La Cour de justice de l’Union européenne a rendu, le 21 juin 2018, une décision fondamentale relative à la légalité de la réserve de stabilité du marché. Cet arrêt tranche la question de la base juridique applicable aux mesures de correction du système d’échange de quotas d’émission de gaz à effet de serre. Un État membre a sollicité l’annulation de la décision du 6 octobre 2015 au motif que son adoption aurait dû suivre une procédure législative spéciale. Le requérant soutenait que la mesure affectait sensiblement son bouquet énergétique national en raison de sa dépendance historique aux combustibles fossiles. Il invoquait également une méconnaissance des orientations du Conseil européen et une atteinte à la confiance légitime des opérateurs économiques. Les institutions défenderesses maintenaient que l’objectif premier restait environnemental et que le législateur conservait son autonomie de décision. Le litige portait sur la délimitation entre la compétence environnementale de droit commun et l’exception de l’unanimité pour les choix énergétiques nationaux. La Cour a rejeté le recours en confirmant la validité de la procédure législative ordinaire employée pour l’adoption de cet acte.
**I. La confirmation de la base juridique environnementale du mécanisme de réserve**
Le juge de l’Union valide le recours à l’article 192, paragraphe 1, du traité sur le fonctionnement de l’Union européenne pour fonder la réserve de stabilité.
**A. Le primat de l’objectif environnemental sur les effets énergétiques indirects**
La Cour rappelle que le choix de la base juridique dépend de l’objectif et du contenu de l’acte, et non de ses effets secondaires. Elle précise que l’article dérogatoire n’est applicable que si « le résultat premier recherché par cet acte consiste à affecter sensiblement le choix d’un État membre ». En l’espèce, la mesure vise à corriger un « déséquilibre structurel » du marché des quotas pour garantir son efficacité environnementale globale. L’impact sur les prix du carbone ne constitue qu’une conséquence indirecte du lien étroit avec la directive initiale sur les quotas d’émission.

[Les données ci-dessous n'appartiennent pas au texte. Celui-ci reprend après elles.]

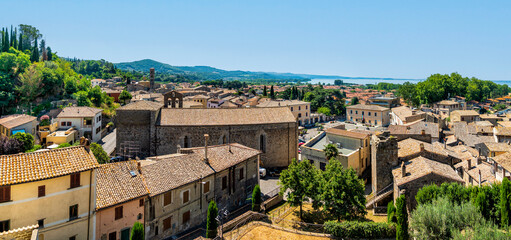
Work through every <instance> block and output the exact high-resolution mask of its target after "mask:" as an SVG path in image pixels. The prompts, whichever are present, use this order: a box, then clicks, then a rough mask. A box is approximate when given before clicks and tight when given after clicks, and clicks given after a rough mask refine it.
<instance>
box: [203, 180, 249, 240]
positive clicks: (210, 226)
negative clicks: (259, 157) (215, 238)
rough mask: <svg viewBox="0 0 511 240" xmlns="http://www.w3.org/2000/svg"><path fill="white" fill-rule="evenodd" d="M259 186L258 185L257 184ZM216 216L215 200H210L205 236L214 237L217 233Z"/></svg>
mask: <svg viewBox="0 0 511 240" xmlns="http://www.w3.org/2000/svg"><path fill="white" fill-rule="evenodd" d="M257 186H259V185H257ZM217 216H218V207H217V206H216V203H215V201H213V200H211V201H210V202H209V206H208V218H207V220H206V237H207V238H215V237H216V235H217V228H218V223H217V222H216V217H217Z"/></svg>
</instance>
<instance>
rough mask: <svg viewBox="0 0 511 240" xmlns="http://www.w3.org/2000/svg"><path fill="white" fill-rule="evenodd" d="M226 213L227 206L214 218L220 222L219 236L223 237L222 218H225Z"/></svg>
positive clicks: (226, 217)
mask: <svg viewBox="0 0 511 240" xmlns="http://www.w3.org/2000/svg"><path fill="white" fill-rule="evenodd" d="M227 215H229V210H227V208H223V209H222V210H221V211H220V212H219V213H218V216H216V218H215V219H216V220H217V221H218V222H219V223H220V226H221V228H220V238H221V239H224V219H227Z"/></svg>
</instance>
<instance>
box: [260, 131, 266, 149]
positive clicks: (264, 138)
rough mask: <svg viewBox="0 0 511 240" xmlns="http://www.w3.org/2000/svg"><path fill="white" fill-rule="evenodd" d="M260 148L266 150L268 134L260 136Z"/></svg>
mask: <svg viewBox="0 0 511 240" xmlns="http://www.w3.org/2000/svg"><path fill="white" fill-rule="evenodd" d="M259 150H261V152H263V153H264V152H266V136H264V135H263V134H261V136H259Z"/></svg>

**B. L’interprétation stricte de l’exception de l’unanimité en matière énergétique**
L’exigence d’unanimité prévue pour les mesures affectant la structure de l’approvisionnement énergétique d’un État constitue une exception au principe majoritaire. Le juge souligne qu’une « interprétation large de l’article 192 […] risquerait d’avoir pour effet d’ériger en règle le recours à une procédure législative spéciale ». Les dispositions dérogatoires doivent être interprétées de manière restrictive afin de ne pas vider de sa substance la compétence environnementale partagée de l’Union. La stabilisation du marché carbone relève ainsi de la politique environnementale générale malgré ses répercussions économiques inévitables sur le secteur de l’énergie.
**II. La préservation de l’équilibre institutionnel et de la sécurité juridique**
L’arrêt garantit l’indépendance du pouvoir législatif tout en encadrant les attentes légitimes des acteurs économiques face aux réformes climatiques nécessaires.
**A. L’autonomie du pouvoir législatif face aux orientations du Conseil européen**
Le requérant alléguait que le législateur avait empiété sur les prérogatives du Conseil européen en avançant la date de mise en œuvre du mécanisme. La Cour rétorque que le Conseil européen « n’exerce pas de fonction législative » et définit seulement des priorités politiques générales. Reconnaître une force contraignante absolue aux conclusions de cet organe porterait atteinte au principe d’équilibre institutionnel et d’attribution des pouvoirs. Le Parlement et le Conseil conservent la maîtrise du calendrier législatif pour assurer la réalisation des objectifs climatiques de l’Union.
**B. L’absence d’espérances fondées face à l’évolution nécessaire du marché du carbone**
Les principes de sécurité juridique et de protection de la confiance légitime n’interdisent pas l’adaptation des règles en fonction de l’expérience acquise. Le juge considère qu’aucun opérateur prudent ne pouvait s’attendre au maintien d’un cadre législatif manifestement inefficace pour réduire les émissions polluantes. Il affirme qu’aucune assurance n’a été donnée aux acteurs du marché « selon laquelle le fonctionnement du système […] devrait rester inchangé ». Le large pouvoir d’appréciation du législateur permet de réformer un outil complexe dont le dysfonctionnement structurel était connu du public.